La valutazione di queste situazioni richiede prudenza, ma la si può fare e si può giungere a una soluzione rispettosa della dignità delle donne, le quali non hanno bisogno di un «divieto universale» di GPA che le tenga “sotto tutela” come se da sole non fossero capaci di farlo. Le donne sanno ben discernere che fare circa la riproduzione, e sanno capire se e quando l’aiuto prestato è un’opportunità per garantire una nascita più consapevole e responsabile. Invece di procedere a colpi di «divieto universale» criminalizzante, meglio sarebbe chiedere alle interessate di valutare al riguardo, lasciando decidere a loro.
Può darsi che la GPA comporti a volte “sfruttamento” inteso come inadeguato o insufficiente riscontro per il servizio reso. Quello del possibile “sfruttamento” è però problema diverso da quello della liceità o della bontà del servizio stesso: problema importante, che c’è anche per altri servizi. “Sfruttato” è anche chi svolge altri servizi, dai più semplici, come la raccolta di pomodori, ai più delicati come l’assistenza sanitaria (ai neonati e non), l’insegnamento, la sicurezza del lavoro etc. Sorprende molto che il Parlamento si preoccupi solo del possibile sfruttamento della GPA, e faccia poco o nulla faccia per garantire la sicurezza del lavoro o adeguati compensi in tanti altri settori. Questa disparità segnala che quello dello “sfruttamento” è solo una bandierina usata per riproporre la (presunta) malvagità intrinseca dell’intera fecondazione assistita e del controllo riproduttivo. In breve: la tutela della dignità delle donne non c’entra nulla, e la GPA viene usata per rimettere in pista l’arcaico residuo culturale dell’inviolabilità della riproduzione umana.

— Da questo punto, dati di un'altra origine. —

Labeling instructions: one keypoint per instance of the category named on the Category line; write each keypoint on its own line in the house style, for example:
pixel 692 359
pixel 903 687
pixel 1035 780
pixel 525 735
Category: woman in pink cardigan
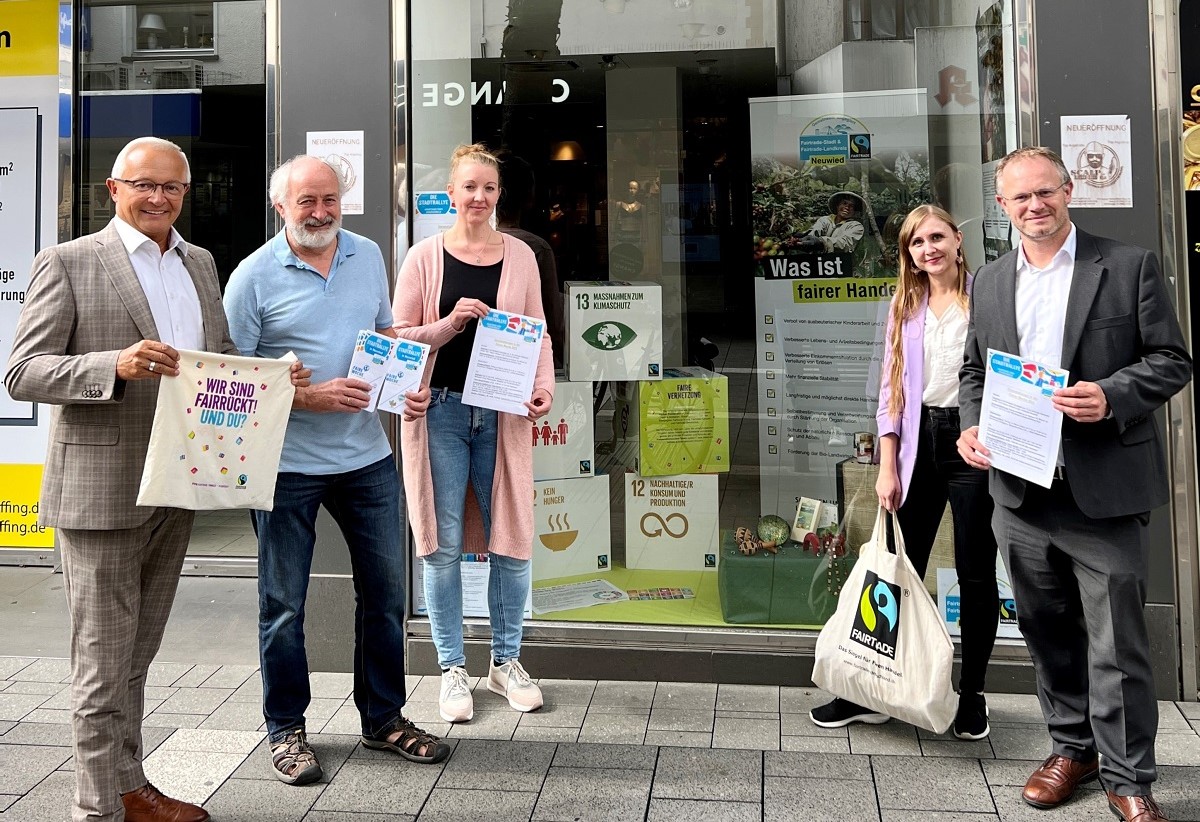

Sul piano etico e bioetico il «divieto universale» è irrazionale e immorale, e l’essere diventato legge dello Stato è un’aggravante, perché così facendo si è gettato un pesante stigma su chi già è nato grazie a tale pratica, quasi che tali nascite abbiano comportato qualcosa di gravemente sbagliato o di efferato. Il «divieto universale» infatti riguarda delitti esecrabili e abominevoli come il genocidio, lo sterminio di innocenti e simili: reati che, immediatamente, suscitano condanna netta, dura e universale. È quindi un problema che al Senato lo scorso 16 ottobre la legge sia stata approvata con 84 sì e 58 no, ben lontana dall’unanimità o dalla quasi unanimità che ci si sarebbe aspettati. Anche su questo c’è da riflettere: l’approvazione di un «divieto universale» avrebbe dovuto trovare tutti d’accordo, e invece ha ricevuto solo il 59.15% dei voti, una maggioranza tanto modesta e risicata da risultare una vera e propria sconfitta. Ciò segnala che la “svolta etica” proposta da Giorgia la condottiera è partita col piede sbagliato e non ha avuto il successo sperato. Non è peregrino pensare che la nuova legge non sarà applicata e resterà l’emblema dei pregiudizi irrazionali ancora diffusi circa la riproduzione umana.